The bigger worry, as it happens, is the fellow customer who might be coughing and sneezing into the air you share. Occasionally, a customer will spread it intentionally. NBC affiliate WCYB 5 reports that Pennsylvania resident Margaret Cirko was arrested and charged with criminal mischief, terrorist threats, and threats to use a "biological agent" after she maliciously coughed on $35,000 worth of produce, effectively turning those groceries into gross-eries. The store had to destroy all of it.

A doctor's second opinion

Even with Schaffner's assurances, it would have been nice if someone had asked him to explain how experts could readily conclude that someone afflicted with COVID-19 didn't catch it from food packaging if the person and food surfaces weren't tested before coming into physical contact with each other. After all, once the virus is present in the person and on groceries they've touched, wouldn't the directionality of transmission be difficult if not impossible to disentangle?

For those who might harbor such concerns, a Michigan physician offers a second opinion. The Oregonian reports that Dr. Jeffery VanWingen made a video advising grocery shoppers to take extra steps to keep their food from making them sick. VanWingen recommends wiping down carts, limiting the number of food items you touch by coming to the store with a specific list in mind, and sterilizing appropriate packing at home. That means sanitizing plastic packages and cans. He also suggests removing bread from the bag and placing it in a sterile container and tossing the outer boxes for cereal and crackers.
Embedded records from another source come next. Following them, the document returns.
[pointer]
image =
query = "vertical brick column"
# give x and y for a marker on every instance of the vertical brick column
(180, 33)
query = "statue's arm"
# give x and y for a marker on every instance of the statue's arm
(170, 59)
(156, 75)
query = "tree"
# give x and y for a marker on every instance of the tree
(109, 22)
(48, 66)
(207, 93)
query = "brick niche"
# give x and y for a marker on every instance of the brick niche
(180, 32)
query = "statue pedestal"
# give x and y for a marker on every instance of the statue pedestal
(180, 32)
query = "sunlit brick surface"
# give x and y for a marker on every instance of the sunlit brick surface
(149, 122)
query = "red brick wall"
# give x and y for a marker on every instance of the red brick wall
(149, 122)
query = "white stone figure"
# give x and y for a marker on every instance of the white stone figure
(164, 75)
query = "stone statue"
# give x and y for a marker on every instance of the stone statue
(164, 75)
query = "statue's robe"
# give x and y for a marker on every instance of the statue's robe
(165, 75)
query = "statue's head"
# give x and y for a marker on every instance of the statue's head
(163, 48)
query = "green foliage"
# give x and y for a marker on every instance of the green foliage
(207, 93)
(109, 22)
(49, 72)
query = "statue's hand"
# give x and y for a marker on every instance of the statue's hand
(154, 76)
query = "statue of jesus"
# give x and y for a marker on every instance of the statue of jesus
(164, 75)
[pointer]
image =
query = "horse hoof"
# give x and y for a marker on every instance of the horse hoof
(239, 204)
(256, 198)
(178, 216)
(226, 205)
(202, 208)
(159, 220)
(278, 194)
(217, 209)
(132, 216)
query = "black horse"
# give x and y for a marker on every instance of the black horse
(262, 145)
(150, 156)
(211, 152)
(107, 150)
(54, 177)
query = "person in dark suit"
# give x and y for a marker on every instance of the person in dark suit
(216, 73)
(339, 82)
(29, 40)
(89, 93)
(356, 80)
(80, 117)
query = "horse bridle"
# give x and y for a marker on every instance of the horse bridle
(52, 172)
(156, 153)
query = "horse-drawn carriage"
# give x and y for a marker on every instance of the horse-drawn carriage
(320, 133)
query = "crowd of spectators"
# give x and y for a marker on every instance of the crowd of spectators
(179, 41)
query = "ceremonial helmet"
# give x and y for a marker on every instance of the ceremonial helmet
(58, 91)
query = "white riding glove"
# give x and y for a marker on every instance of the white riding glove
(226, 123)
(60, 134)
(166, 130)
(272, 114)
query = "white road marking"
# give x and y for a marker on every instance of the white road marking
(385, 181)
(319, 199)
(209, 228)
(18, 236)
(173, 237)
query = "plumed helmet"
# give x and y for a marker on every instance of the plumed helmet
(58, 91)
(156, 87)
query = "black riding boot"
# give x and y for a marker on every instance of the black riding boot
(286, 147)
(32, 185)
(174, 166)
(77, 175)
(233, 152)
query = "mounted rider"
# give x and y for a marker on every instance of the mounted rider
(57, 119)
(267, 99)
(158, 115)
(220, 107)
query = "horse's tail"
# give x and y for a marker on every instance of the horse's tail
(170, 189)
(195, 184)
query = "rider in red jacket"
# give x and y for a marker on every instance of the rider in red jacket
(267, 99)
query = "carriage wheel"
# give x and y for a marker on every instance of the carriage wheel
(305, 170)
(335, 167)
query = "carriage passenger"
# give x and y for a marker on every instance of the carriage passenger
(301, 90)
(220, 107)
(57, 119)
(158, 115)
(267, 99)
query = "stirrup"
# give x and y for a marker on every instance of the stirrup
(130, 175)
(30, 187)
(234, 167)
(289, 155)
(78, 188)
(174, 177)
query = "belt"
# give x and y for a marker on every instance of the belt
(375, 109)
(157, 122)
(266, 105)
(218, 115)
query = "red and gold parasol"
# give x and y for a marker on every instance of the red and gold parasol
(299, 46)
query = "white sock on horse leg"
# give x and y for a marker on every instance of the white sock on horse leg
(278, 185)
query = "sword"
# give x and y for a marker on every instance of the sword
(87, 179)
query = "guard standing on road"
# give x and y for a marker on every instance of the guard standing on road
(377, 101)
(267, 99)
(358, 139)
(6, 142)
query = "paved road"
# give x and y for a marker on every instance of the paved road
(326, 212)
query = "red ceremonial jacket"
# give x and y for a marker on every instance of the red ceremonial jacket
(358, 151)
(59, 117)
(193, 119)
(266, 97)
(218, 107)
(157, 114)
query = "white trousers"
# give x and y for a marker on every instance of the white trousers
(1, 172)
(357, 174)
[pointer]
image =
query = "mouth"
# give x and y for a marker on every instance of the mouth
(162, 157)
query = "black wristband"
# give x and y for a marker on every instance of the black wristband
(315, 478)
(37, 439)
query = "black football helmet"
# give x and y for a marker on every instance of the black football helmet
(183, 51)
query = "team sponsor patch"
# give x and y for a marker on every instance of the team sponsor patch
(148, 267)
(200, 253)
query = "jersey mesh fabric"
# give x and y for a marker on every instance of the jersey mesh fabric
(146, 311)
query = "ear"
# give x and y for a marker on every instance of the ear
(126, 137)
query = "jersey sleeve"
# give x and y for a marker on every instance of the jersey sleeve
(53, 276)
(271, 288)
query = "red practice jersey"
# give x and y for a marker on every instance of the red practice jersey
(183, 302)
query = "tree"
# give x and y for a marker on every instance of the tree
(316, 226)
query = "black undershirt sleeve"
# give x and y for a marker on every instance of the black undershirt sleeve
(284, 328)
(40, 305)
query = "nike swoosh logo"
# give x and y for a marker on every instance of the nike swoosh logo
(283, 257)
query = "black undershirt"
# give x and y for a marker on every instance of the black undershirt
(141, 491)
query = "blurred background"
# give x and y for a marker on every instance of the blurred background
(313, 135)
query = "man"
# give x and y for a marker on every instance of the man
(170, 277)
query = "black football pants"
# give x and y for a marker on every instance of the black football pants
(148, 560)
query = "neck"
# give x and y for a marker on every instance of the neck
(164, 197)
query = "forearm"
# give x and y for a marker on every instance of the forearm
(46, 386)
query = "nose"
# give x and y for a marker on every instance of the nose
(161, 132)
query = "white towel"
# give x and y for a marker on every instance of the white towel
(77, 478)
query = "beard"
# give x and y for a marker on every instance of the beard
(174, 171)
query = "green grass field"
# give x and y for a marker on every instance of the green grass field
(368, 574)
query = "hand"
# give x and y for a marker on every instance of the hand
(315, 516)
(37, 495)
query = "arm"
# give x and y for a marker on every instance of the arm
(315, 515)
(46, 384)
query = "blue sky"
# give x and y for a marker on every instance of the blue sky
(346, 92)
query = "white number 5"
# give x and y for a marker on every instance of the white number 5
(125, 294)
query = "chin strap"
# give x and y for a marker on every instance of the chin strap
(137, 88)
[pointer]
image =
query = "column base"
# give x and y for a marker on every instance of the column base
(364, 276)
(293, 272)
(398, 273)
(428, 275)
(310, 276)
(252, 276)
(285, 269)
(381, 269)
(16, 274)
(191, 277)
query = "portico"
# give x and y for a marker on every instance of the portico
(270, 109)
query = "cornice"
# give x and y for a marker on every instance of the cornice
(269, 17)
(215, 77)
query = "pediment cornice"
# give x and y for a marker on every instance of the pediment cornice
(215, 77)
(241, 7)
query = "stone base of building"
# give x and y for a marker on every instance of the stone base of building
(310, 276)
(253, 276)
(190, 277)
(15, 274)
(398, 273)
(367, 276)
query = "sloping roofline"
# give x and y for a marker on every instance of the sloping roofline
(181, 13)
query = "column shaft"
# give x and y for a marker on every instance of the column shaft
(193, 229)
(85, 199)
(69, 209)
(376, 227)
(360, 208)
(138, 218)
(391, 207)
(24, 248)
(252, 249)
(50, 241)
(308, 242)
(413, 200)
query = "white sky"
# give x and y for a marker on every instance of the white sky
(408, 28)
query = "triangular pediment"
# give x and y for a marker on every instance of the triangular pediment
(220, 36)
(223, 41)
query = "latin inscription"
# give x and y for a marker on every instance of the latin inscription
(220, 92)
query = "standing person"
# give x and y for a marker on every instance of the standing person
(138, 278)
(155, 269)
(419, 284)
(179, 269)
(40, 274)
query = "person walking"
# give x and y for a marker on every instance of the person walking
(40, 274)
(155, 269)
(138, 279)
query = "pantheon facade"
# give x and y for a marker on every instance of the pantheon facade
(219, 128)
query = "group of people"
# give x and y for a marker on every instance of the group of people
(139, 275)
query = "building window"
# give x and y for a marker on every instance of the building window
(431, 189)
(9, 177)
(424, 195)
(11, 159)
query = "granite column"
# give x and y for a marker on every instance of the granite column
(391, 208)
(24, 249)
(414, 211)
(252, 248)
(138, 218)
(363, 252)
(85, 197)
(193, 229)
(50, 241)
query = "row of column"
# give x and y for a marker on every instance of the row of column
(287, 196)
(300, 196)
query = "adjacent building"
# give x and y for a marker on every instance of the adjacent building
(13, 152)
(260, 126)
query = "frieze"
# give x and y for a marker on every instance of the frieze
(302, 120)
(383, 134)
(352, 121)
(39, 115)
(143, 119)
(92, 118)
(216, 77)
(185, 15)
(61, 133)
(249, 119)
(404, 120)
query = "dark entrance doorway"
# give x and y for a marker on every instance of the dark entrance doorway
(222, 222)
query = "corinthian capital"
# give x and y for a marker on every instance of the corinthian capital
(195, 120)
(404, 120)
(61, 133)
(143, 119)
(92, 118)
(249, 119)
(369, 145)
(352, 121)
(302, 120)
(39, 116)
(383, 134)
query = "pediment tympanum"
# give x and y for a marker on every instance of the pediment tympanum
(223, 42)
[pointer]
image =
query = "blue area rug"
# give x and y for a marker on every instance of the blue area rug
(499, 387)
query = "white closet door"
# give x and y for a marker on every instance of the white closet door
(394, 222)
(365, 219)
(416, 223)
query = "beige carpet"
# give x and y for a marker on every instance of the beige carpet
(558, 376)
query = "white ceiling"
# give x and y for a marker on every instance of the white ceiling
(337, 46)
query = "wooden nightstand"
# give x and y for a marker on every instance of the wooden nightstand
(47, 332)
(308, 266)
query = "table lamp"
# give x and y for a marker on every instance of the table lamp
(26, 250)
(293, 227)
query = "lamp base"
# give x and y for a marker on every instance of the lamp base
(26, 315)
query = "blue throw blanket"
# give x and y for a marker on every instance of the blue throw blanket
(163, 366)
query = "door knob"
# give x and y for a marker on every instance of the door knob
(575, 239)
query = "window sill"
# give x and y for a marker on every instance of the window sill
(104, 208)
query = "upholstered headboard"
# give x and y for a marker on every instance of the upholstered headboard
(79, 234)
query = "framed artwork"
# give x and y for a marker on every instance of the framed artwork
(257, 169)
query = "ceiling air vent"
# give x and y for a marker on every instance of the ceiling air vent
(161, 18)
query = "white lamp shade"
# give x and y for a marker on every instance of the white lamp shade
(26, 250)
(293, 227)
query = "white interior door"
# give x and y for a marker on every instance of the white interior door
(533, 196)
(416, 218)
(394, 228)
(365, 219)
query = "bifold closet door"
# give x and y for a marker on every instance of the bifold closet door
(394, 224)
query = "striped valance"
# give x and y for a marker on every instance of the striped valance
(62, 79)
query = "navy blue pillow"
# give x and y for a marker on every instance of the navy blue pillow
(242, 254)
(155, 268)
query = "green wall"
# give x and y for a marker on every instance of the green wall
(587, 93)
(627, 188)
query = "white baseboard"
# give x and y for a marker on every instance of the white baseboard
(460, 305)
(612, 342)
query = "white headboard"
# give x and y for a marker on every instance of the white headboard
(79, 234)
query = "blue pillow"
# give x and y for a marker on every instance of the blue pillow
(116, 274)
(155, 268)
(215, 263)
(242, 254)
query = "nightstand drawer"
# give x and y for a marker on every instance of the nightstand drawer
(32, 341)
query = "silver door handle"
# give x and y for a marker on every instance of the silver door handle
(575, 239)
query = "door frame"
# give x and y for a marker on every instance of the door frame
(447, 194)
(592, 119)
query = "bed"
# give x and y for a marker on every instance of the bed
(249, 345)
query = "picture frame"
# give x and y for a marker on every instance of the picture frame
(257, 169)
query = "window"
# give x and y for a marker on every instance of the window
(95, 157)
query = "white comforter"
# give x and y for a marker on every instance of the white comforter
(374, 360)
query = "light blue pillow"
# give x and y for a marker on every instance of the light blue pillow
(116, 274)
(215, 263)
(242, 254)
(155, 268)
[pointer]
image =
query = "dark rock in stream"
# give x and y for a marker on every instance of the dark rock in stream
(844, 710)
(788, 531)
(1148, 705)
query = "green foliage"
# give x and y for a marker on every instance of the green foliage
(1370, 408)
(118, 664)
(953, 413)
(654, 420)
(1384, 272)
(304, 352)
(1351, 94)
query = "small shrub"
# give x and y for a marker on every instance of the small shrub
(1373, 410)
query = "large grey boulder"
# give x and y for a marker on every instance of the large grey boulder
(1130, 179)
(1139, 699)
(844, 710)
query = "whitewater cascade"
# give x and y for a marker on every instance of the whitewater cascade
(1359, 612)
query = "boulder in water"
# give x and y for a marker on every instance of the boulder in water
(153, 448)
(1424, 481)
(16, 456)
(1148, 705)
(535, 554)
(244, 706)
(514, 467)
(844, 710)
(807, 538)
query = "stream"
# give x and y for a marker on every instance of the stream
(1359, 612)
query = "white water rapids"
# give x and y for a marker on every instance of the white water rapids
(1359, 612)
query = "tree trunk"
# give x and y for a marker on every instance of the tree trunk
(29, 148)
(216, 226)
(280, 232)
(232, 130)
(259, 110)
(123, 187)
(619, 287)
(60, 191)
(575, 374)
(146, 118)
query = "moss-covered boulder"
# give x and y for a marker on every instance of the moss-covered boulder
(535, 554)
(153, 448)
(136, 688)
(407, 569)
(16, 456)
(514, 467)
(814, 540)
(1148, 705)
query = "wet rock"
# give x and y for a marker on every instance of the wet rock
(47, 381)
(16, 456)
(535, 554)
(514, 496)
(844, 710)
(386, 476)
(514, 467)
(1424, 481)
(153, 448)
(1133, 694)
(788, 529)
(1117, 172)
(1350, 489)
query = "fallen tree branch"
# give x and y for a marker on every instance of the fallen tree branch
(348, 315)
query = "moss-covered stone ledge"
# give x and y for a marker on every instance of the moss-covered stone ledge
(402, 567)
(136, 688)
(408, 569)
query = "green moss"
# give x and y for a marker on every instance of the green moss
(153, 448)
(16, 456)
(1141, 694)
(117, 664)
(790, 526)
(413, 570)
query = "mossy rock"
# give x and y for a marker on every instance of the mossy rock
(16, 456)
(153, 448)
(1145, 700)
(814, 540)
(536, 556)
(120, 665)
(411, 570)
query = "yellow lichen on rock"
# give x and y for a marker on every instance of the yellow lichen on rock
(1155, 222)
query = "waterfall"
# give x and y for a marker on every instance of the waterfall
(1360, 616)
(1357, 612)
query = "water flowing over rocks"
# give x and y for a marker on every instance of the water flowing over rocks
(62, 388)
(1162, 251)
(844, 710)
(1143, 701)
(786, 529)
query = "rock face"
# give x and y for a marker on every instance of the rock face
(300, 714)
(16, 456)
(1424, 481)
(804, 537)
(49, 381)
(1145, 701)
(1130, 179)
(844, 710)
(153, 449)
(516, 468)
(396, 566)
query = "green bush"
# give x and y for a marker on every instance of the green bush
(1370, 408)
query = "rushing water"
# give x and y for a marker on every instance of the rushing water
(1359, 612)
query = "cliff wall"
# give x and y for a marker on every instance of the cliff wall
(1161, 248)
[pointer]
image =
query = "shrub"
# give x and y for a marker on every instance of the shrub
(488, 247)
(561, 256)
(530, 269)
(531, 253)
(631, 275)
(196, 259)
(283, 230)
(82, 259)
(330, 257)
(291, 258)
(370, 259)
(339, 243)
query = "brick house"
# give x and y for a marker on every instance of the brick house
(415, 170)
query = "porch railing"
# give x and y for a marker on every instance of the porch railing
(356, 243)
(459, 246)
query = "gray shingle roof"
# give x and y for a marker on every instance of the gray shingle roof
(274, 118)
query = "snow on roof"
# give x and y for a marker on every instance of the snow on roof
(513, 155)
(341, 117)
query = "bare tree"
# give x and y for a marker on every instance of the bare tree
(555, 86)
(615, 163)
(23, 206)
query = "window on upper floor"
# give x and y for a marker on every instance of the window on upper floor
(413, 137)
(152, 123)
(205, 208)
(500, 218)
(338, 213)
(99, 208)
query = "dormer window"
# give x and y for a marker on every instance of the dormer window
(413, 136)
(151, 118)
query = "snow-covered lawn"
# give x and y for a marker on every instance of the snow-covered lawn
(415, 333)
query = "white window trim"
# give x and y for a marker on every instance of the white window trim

Shopping bags also belong in the trash bin, says VanWingen. At home, food storage areas ought to be kept sterile as well.

A bit of extra caution probably wouldn't hurt

As the days and weeks drag on, like a snail traveling through molasses, experts learn more and more about the microscopic menace behind the current pandemic. Whereas the CDC initially stated that the novel coronavirus primarily spread through cough and sneezing across distances of up to six feet, according to KHOU, in early April, experts warned that talking or breathing may spray viral droplets that linger in the air and infect passersby. If a COVID-19 sufferer breathes on a grocery store item shortly before you touch it, might that also pose a significant risk of transmission?

We don't know, but The New England Journal of Medicine highlights the possibility of the novel coronavirus surviving for hours or days on certain surfaces such as plastic or cardboard. The virus might last on plastic for up to 72 hours (three days) while only persisting on cardboard for 24. Presumably, that could bode ill for recently exposed boxes of cereal or plastic-wrapped meats. The concern isn't the food, per se, but cross-surface contamination via contaminated packaging. 

The lingering uncertainty about such scenarios might make it wiser to err on the side of caution, and adopt extra measures such as removing bags and boxes your groceries (or food deliveries) came in, cooking food thoroughly, and keeping your hands and home clean.